The most notable difference is Industrials/Capital Goods: Nifty 500 has roughly double the weight of Nifty 50 in this sector, reflecting many mid-sized manufacturing and infrastructure companies that do not make the Nifty 50 cut.

This means Nifty 500 has more exposure to India’s domestic manufacturing and infrastructure buildout, which has been a strong theme in 2021-2024.

The TER Difference

Fund TER (Direct)
UTI Nifty 50 Index Fund 0.18-0.20%
HDFC Index Fund - Nifty 50 0.20%
UTI Nifty 500 Index Fund 0.30-0.35%
Motilal Oswal Nifty 500 Index Fund 0.25-0.30%
HDFC Nifty 500 Index Fund 0.35-0.40%

Nifty 500 index funds are slightly more expensive to run (more rebalancing, more illiquid small cap holdings) and pass this on as slightly higher TERs. The difference is 0.10-0.20% - small enough that the performance difference between the two index options matters more than the TER difference.

Tracking Error: The Hidden Cost

The tracking error of a Nifty 500 fund is typically higher than a Nifty 50 fund. The small cap segment (ranks 251-500) includes less liquid stocks that are harder to buy and sell without market impact. This tracking error can add 0.10-0.30% annually to the effective cost.
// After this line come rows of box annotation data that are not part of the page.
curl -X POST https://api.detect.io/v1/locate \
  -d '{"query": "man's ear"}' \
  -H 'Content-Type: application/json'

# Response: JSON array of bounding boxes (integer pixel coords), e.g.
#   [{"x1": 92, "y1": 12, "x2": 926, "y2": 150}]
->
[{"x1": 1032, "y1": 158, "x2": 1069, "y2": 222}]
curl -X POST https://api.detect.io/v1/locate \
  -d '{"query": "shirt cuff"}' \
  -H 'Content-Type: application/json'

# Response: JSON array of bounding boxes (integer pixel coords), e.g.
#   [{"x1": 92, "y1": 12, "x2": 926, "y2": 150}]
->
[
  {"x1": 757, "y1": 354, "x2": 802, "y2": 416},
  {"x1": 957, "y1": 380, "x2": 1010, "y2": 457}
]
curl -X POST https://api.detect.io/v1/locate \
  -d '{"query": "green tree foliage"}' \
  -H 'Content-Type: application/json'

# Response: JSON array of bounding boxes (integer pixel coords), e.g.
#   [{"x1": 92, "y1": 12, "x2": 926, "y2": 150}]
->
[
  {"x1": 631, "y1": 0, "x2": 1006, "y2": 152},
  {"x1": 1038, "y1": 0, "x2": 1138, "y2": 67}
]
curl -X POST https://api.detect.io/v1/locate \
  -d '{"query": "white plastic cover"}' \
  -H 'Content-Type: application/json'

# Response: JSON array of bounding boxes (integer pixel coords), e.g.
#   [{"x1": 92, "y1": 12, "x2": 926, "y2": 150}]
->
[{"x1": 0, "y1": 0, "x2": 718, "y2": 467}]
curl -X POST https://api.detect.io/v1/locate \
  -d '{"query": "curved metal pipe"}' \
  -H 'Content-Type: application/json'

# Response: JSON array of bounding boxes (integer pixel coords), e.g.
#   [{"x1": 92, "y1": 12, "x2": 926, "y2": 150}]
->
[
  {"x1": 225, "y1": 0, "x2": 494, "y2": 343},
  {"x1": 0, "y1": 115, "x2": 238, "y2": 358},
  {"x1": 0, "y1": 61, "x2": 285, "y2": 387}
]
Index Typical Tracking Error
Nifty 50 Index Funds 0.02-0.10%
Nifty 500 Index Funds 0.10-0.30%

Which Should You Choose?

The honest answer depends on your goal:

  • If you want maximum large cap stability with minimum cost and tracking error: Nifty 50 index fund
  • If you want broader market exposure including mid and small cap in a single fund: Nifty 500 index fund
  • If you want to separate the mid cap and small cap exposure explicitly: Nifty 50 + Nifty Midcap 150 (separate funds, lets you control weight independently)

The Nifty 500 is generally the better single-fund choice for long-term investors who want the Indian market in one instrument. The additional 1-3% annual return versus Nifty 50, over 20 years, is meaningful even accounting for the slightly higher TER and tracking error.

The Concentration Issue Both Indices Share

Both indices have significant financial sector concentration. Nifty 50’s financial sector weight of 33-35% means that HDFC Bank, ICICI Bank, Kotak Mahindra Bank, and Axis Bank alone account for 25-30% of the index. A banking sector downturn significantly affects both Nifty 50 and Nifty 500.

This is a structural feature of the Indian market, not a fund selection problem. If you want to reduce banking concentration, you would need to use a sector-excluded strategy, which is not available as a standard product in India.

Bottom Line

Nifty 500 gives you meaningfully more mid cap and small cap exposure than Nifty 50, with industrials and capital goods sectors more heavily represented. The historical performance advantage of Nifty 500 over Nifty 50 is 1-3% CAGR over long periods, which compounds significantly over 20+ years. The cost difference between the two is small - 0.10-0.20% in TER plus slightly higher tracking error for Nifty 500. For a long-term investor who wants the full Indian equity market in one fund, Nifty 500 is the better default choice. For someone who wants pure large cap stability with minimum complexity and cost, Nifty 50 still does the job.